RODALE NEWS, WASHINGTON, DC—A few weeks ago, we reported how the Federal Trade Commission (FTC) had published new guidelines on food marketing to children. Last week, the people who do the marketing responded with a news conference to announce that those guidelines for industry self-regulation are too “sweeping,” “draconian,” inconsistent with other government dietary advice for children, ineffective in reducing childhood obesity, and totally inappropriate, and should be withdrawn.
We’re talking about guidelines, and self-regulation, not federal law. What’s going on here?
“Panic,” says Marion Nestle, PhD, Paulette Goddard Professor in the department of nutrition, food studies, and public health at New York University, and author of several popular books about food and food politics, including What to Eat.
“Food companies have gotten away with murder for decades," she says. "They must be in a panic because if they apply the criteria in the guidelines, a lot of their products wouldn’t qualify for advertising to children.”
At the news conference, the Grocery Manufacturers of America (GMA), standing in for just about anyone who manufactures or sells food—grocers, bakers, yogurt makers, beverage manufacturers—offered no concrete evidence to back up their claims against the Preliminary Proposed Nutrition Principles to Guide Industry Self Regulation that was written by an interagency working group made up of appointees from the FTC, Food and Drug Administration, U.S. Department of Agriculture, and Centers for Disease Control and Prevention. In 2009, Congress asked the group to produce the guidelines, in order to urge the food industry to significantly reduce saturated fat, trans fat, added sugars, and sodium, and market healthier products to children.
Here are the food industry's reasons for rejecting the guidelines…and rebuttals by Nestle and by Kelly Brownell, PhD, director of the Rudd Center for Food Policy and Obesity at Yale University.
The argument: Advertising does not contribute to childhood obesity.
The GMA says: The proposal is not based on good science. There is no evidence linking advertising to obesity. The Institute of Medicine (IOM) of the National Academies of Science said in 2005 it could not find a causal connection between advertising and obesity.
Brownell says: "The Institute of Medicine did find causal connection, but not for every age group. For the [food] industry to say otherwise is crazy. The IOM was very cautious, but said there was a link in some age groups. The report starts with the following sentence: 'Marketing works.' The science linking food marketing to unhealthy eating is rock-solid. The IOM, the American Psychological Association, and authoritative reviews all over the place conclude marketing is driving what kids want and what kids eat; and how could it be otherwise? Industry would not spend all that money if it were not working."

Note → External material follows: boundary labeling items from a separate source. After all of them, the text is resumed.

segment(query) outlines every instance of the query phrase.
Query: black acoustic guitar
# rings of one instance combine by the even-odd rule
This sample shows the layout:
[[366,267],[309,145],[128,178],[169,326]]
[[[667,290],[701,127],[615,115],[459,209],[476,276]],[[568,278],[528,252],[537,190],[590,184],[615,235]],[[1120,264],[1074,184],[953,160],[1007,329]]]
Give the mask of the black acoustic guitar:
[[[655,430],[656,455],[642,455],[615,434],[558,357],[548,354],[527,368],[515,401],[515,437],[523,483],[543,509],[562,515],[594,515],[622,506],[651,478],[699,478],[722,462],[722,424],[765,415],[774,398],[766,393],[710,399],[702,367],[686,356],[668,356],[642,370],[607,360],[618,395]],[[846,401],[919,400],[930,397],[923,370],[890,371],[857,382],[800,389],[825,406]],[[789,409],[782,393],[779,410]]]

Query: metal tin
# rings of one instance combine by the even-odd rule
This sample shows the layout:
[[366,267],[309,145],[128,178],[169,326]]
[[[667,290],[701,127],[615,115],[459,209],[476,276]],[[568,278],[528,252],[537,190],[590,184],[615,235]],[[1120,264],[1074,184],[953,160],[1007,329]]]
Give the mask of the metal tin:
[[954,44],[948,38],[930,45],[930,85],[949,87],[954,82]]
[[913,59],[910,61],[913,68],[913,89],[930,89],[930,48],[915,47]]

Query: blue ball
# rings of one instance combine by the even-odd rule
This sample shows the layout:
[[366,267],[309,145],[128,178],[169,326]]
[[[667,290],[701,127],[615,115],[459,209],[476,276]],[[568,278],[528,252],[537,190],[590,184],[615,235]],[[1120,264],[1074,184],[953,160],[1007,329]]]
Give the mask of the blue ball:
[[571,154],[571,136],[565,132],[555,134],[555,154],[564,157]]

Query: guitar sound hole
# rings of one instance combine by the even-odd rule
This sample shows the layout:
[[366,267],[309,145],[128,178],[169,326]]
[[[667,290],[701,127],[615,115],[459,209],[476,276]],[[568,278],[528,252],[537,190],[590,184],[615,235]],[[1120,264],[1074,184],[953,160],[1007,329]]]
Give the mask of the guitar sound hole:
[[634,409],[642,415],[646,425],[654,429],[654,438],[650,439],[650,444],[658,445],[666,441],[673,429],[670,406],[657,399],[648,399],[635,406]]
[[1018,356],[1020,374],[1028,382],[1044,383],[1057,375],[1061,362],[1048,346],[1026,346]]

Nestle says: "All you have to do is look at a 12-year-old in the supermarket to know it works extraordinarily well. Parents are fighting with kids all the time because kids want the advertised products. It’s very subversive of parental authority and personal responsibility."
"By now the evidence on [the health impact of] fast foods and soda is beginning to look like evidence we had with cigarettes."
The argument: The new guidelines conflict with ones we already have.
GMA: The proposals in the guidelines are inconsistent with, and in some cases, more restrictive than, those for school meals, the 2010 Dietary Guidelines, and WIC. [Note: WIC is a feeding program for low-income women, infants, and children.]
Nestle: "It’s quite possible that the new regulations conflict with school meal and WIC standards, but those need to be changed to make them stronger. I don’t think they conflict with Dietary Guidelines."
The argument: Ads targeting kids are already disappearing from TV.
GMA: Advertising to children has dropped significantly in broadcast media.
Nestle: “There is enormous concern in the advocacy community because the advertising is moving online, into entertainment, movies, absolutely everywhere. You can’t get away from it.”
Brownell: "Marketers are coming up with new methods for advertising to kids: cellphones, Internet.”
The argument: This is a federal government power-grab.
GMA: The proposals are “clearly a backdoor effort to regulate.”
Nestle: "What’s wrong with telling them not to market to kids? It’s not a backdoor effort to regulation. We need regulations. I think it’s time for marketers to take a little responsibility."
“Marketing to children is unethical because kids are not capable of distinguishing between content and advertising. And while there is some evidence that kids over 12 are capable, there is also quite a bit of evidence adolescents have trouble with it, too.”
Nestle: “The Federal Trade Commission [in charge of ad regulation] is trying to make it easier for parents to exercise parental authority, and that’s a good thing for government to do.”
And, she adds, anyone who doesn’t believe the handwriting is on the wall for regulation “should be reading the history of cigarette regulations.”